A key premise of DL methods, when compared to more traditional decoding approaches, is that their decoding performance improves better with growing datasets. To test this, we repeatedly trained all three decoding approaches on a subset of the training dataset (including the data of 5, 10, 15, 20, 25, 30, 35, 40, 50, 60, and 70 subjects), and validated their performance at each iteration on the full held-out test data (Figure 2E). Overall, the decoding performance of DeepLight increased by 0.27% [t₍₁₀₎ = 10.9, p < 0.0001] per additional subject in the training dataset, whereas the performance of the whole-brain lasso increased by 0.03% [t₍₁₀₎ = 3.02, p = 0.015] and the performance of the searchlight analysis only marginally increased by 0.04% [t₍₁₀₎ = 2.08, p = 0.067]. Nevertheless, the searchlight analysis outperformed DeepLight in decoding the cognitive states from the data when only little training data were available (here, 10 or less subjects [t₍₂₉₎ = −4.39, p < 0.0001]. The decoding advantage of DeepLight, on the other hand, came to light when the data of 50 or more subjects were available in the training dataset [t₍₂₉₎ = 3.82, p = 0.0006]. DeepLight consistently outperformed the whole-brain lasso, when it was trained on the data of at least 10 subjects [t₍₂₉₎ = 5.32, p = 0.0045].

Subject-Level

For the subject-level comparison, we first trained both, the searchlight analysis and whole-brain lasso on the fMRI data of the first experiment run of a subject from the held-out test dataset (for an overview of the training procedures, see section Parameter Estimation of the Baseline Methods in Supplementary Information). We then used the data of the second experiment run of the same subject to evaluate their decoding performance (by predicting the cognitive states underlying each fMRI sample of the second experiment run). Importantly, we also decoded the same fMRI samples with DeepLight. Note that DeepLight, in comparison to the other approaches, did not see any data of the subject during the training, as it was solely trained on the data of the 70 subjects in the training dataset (see section DeepLight Training).

DeepLight clearly outperformed the other decoding approaches, by decoding the cognitive states more accurately for 28 out of 30 subjects, when compared to the searchlight analysis (while the searchlight analysis achieved an average decoding accuracy of 47.2% across subjects, DeepLight improved upon this performance by 22.4%, with an average decoding accuracy of 69.3%, t₍₂₉₎ = 11.28, p < 0.0001; Figure 3A), and for 29 out of 30 subjects, when compared to the whole-brain lasso (while the whole-brain lasso achieved an average decoding accuracy of 37% across subjects, DeepLight improved upon this performance by 32%; t₍₂₉₎ = 15.74, p < 0.0001; Figure 3B).

FIGURE 3

Figure 3. Subject-level decoding performance comparison of DeepLight (red) to the searchlight analysis (A; green) and whole-brain lasso (B; blue).

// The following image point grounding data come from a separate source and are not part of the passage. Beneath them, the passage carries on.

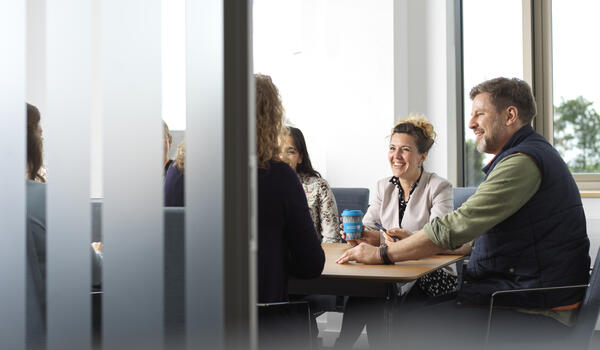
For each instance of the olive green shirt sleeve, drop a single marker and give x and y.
(513, 181)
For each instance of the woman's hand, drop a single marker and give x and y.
(363, 253)
(368, 236)
(397, 233)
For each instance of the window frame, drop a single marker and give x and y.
(537, 62)
(537, 71)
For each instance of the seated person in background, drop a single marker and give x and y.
(288, 244)
(36, 233)
(167, 143)
(321, 202)
(174, 184)
(529, 227)
(403, 204)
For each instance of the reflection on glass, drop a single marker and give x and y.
(575, 75)
(489, 51)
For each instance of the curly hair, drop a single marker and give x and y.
(35, 149)
(270, 131)
(420, 128)
(179, 161)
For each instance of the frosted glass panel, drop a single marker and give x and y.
(67, 135)
(204, 174)
(132, 215)
(12, 170)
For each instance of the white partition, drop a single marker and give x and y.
(132, 215)
(67, 148)
(204, 181)
(12, 170)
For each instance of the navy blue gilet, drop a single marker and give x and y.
(543, 244)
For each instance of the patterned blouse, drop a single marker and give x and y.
(323, 208)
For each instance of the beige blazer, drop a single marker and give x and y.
(432, 198)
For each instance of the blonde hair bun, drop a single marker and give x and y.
(421, 122)
(412, 125)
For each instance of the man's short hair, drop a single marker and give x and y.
(506, 92)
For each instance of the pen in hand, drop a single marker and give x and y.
(385, 231)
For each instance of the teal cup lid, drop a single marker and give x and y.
(348, 212)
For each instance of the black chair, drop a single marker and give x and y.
(284, 325)
(581, 335)
(351, 198)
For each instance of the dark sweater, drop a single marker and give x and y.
(174, 187)
(288, 244)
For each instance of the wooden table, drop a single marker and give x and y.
(356, 279)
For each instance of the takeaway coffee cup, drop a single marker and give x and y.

Black scatter points indicate the average decoding accuracy for a subject. Colored lines indicate the average decoding accuracy across all 30 test subjects.

To further ascertain that the observed differences in decoding performance between the searchlight and DeepLight did not result from the linearity contained in the Support Vector Machine (SVM; Cortes and Vapnik, 1995) of the searchlight analysis, we replicated our subject-level searchlight analysis, by the use of a non-linear radial basis function kernel (RBF; Cortes and Vapnik, 1995; Müller et al., 2001; Schölkopf and Smola, 2002) SVM (Figure S3). However, the decoding accuracies achieved by the RBF-kernel SVM were not meaningfully different from those of the linear-kernel SVM [t₍₂₉₎ = −1.75, p = 0.09].

Lastly, we also compared the subject-level decoding performance of the whole-brain lasso to that of a recently proposed extension of this approach (TV-L1, for methodological details see Gramfort et al., 2013). The TV-L1 approach combines the Least Absolute Shrinkage Regularization (L1; see Equation 3) of the whole-brain lasso with an additional Total-Variation (TV) penalty (Michel et al., 2011), to better account for the spatial dependency structure of fMRI data. Yet, we found that the whole-brain lasso performed better at decoding the cognitive states from the subject-level fMRI data than TV-L1 [t₍₂₉₎ = 3.79, p = 0.0007; see Figure S4].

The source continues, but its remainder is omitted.